In chat su Eurosport Spagna poi Lorenzo dice si sentirsi “più forte che mai. Ormai ho più esperienza, è il mio quinto anno in MotoGP, sono già stato campione e la pressione non mi è nuova. Anche fisicamente sto meglio perché mi hanno allenato come un toro, sono molto molto forte.
Sono entusiasta di correre finalmente e vedere come siamo rispetto ai nostri rivali. Qatar è stata una buona gara per noi l’anno scorso, ma credo che in questa stagione abbiamo una moto leggermente più competitiva, quindi mi auguro di fare meglio. A causa del mio infortunio alla mano è passato molto tempo dalla mia ultima gara quindi sono davvero eccitato per domenica.
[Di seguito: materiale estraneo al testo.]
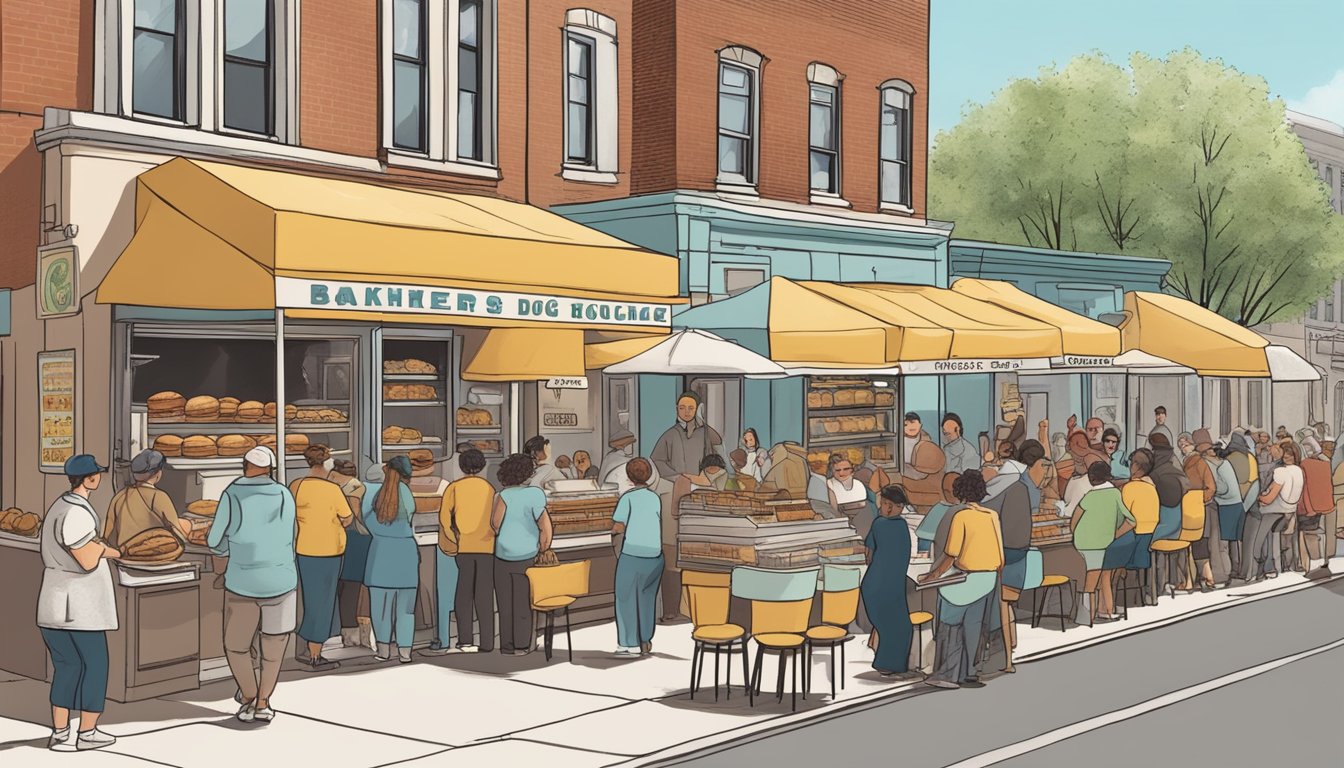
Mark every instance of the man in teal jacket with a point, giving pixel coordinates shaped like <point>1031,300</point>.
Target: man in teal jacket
<point>254,529</point>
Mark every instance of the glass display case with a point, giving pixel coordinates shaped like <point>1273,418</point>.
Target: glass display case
<point>417,392</point>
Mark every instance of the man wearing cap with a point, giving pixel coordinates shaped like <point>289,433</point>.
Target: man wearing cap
<point>77,608</point>
<point>254,529</point>
<point>143,506</point>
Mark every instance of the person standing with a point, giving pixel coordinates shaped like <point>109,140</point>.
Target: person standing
<point>77,608</point>
<point>254,527</point>
<point>393,569</point>
<point>883,587</point>
<point>960,455</point>
<point>143,506</point>
<point>522,530</point>
<point>639,564</point>
<point>467,548</point>
<point>323,517</point>
<point>976,546</point>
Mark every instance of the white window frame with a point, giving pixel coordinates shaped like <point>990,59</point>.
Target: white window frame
<point>905,206</point>
<point>203,97</point>
<point>441,105</point>
<point>828,77</point>
<point>754,63</point>
<point>605,109</point>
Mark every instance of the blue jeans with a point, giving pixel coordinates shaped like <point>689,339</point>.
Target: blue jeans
<point>393,615</point>
<point>445,596</point>
<point>79,669</point>
<point>636,595</point>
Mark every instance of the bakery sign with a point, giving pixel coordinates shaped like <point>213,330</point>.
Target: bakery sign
<point>975,366</point>
<point>387,297</point>
<point>55,409</point>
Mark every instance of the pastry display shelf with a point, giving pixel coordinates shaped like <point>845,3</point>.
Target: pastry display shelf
<point>850,409</point>
<point>245,428</point>
<point>843,437</point>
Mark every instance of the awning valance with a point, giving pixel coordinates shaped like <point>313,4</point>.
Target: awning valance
<point>1195,336</point>
<point>223,237</point>
<point>876,326</point>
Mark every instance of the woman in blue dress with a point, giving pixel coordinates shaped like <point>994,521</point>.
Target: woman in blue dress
<point>393,568</point>
<point>883,588</point>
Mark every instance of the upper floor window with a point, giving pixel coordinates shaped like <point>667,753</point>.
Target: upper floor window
<point>410,69</point>
<point>219,65</point>
<point>739,110</point>
<point>249,66</point>
<point>894,139</point>
<point>592,110</point>
<point>438,81</point>
<point>824,129</point>
<point>159,58</point>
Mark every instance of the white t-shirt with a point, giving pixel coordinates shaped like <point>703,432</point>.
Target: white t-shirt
<point>1290,482</point>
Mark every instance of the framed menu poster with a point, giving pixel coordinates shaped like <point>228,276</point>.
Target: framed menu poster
<point>55,409</point>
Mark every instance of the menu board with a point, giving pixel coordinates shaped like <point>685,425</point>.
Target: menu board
<point>57,409</point>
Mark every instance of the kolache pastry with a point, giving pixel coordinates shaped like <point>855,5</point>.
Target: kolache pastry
<point>199,447</point>
<point>168,444</point>
<point>202,409</point>
<point>167,406</point>
<point>234,444</point>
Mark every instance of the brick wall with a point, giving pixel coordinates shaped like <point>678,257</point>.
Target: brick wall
<point>867,42</point>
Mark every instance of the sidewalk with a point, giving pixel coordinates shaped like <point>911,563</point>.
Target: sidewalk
<point>488,709</point>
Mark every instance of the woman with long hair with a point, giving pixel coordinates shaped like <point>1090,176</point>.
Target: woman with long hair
<point>393,568</point>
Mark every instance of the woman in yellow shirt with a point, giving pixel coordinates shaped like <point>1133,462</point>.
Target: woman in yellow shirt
<point>323,515</point>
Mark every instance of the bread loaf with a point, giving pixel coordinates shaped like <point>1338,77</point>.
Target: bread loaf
<point>152,545</point>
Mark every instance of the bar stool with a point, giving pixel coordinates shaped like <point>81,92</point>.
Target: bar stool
<point>1042,597</point>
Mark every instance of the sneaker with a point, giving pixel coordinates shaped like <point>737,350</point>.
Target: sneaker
<point>94,740</point>
<point>59,740</point>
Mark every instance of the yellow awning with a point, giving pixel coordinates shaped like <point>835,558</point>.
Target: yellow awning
<point>527,354</point>
<point>913,323</point>
<point>1079,335</point>
<point>1191,335</point>
<point>215,237</point>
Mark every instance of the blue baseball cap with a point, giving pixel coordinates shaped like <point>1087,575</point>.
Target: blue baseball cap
<point>84,464</point>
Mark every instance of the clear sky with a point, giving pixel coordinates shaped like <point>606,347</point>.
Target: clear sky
<point>976,46</point>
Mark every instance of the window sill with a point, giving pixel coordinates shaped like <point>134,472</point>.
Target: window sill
<point>588,175</point>
<point>833,201</point>
<point>399,159</point>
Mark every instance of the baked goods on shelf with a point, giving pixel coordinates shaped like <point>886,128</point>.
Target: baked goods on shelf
<point>167,406</point>
<point>199,447</point>
<point>202,409</point>
<point>168,444</point>
<point>234,444</point>
<point>152,545</point>
<point>203,507</point>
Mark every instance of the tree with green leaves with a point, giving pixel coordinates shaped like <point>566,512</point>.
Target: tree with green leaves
<point>1182,159</point>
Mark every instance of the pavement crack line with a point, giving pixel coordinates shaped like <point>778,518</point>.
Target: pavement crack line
<point>1079,728</point>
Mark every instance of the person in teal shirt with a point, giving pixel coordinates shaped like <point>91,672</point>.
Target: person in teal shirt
<point>391,572</point>
<point>522,531</point>
<point>639,562</point>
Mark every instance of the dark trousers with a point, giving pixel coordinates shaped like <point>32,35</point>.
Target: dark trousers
<point>79,669</point>
<point>475,593</point>
<point>515,600</point>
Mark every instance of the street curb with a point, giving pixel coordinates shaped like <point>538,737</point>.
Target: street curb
<point>749,733</point>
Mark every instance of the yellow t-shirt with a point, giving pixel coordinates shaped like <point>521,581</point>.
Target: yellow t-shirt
<point>1140,498</point>
<point>976,542</point>
<point>319,506</point>
<point>471,501</point>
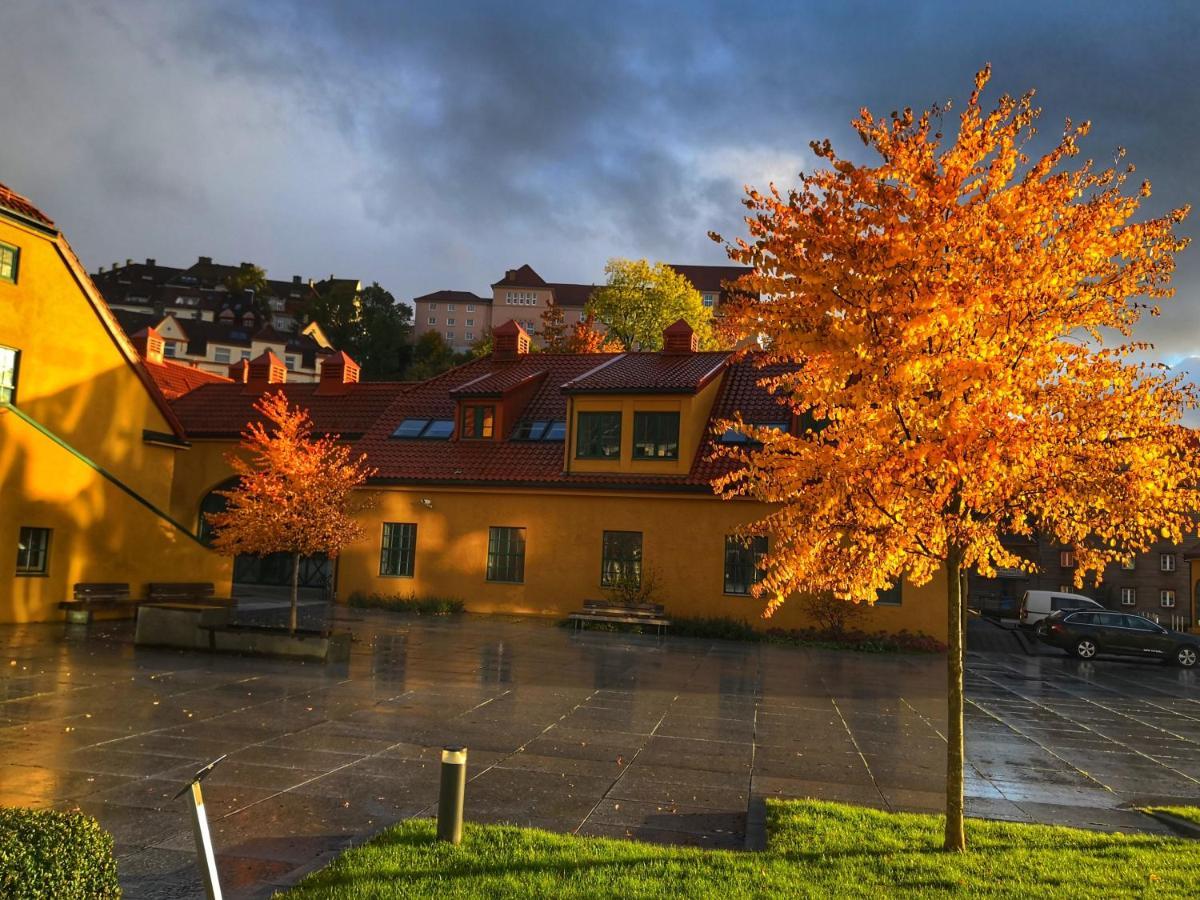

Mi sono allenato molto per questa stagione, mi sento molto bene e molto soddisfatto della moto “.
Atteso anche Ben Spies al terzo anno di MotoGP dopo il 6° posto dell’esordio ed il 5° del 2011. Con i motori 1000 l’americano potrebbe avere un feeling maggiore con la M1. I test sono andati bene e lui si è ritenuto soddisfatto del livello di competitività raggiunto. “Finalmente! I test dopo un po’, quindi sono felice che si cominci. Abbiamo lavorato molto duramente durante l’inverno, gli ingegneri Yamaha hanno fatto un ottimo lavoro quindi abbiamo una moto abbastanza buona per questo fine settimana. Giovedì cercheremo subito il miglior set up e il miglior feeling. È sempre speciale correre di notte sotto le luci, daremo il 100% per fare spettacolo!”

Novità CRT per la MotoGP 2012
Oltre alla nuova cilindrata, un’altra novità che riguarda la classe regina è quella del debutto di una nuova tipologia di moto: la CRT, acronimo di Claiming Rules Teams.
Si tratta di team privati che possono avvalersi di un regolamento differente e più permissivo che consente loro di partecipare con moto prototipi ma non costruite dai soliti costruttori con motori derivati dalla produzione in serie. Questa specie di misto tra MotoGP e SBK permette ai privati di utilizzate 12 motori (anziché i 6 consentiti ai team ufficiali e satellite) nell’arco della stagione e di avere un serbatoio da 24 litri di capacità (invece di 21).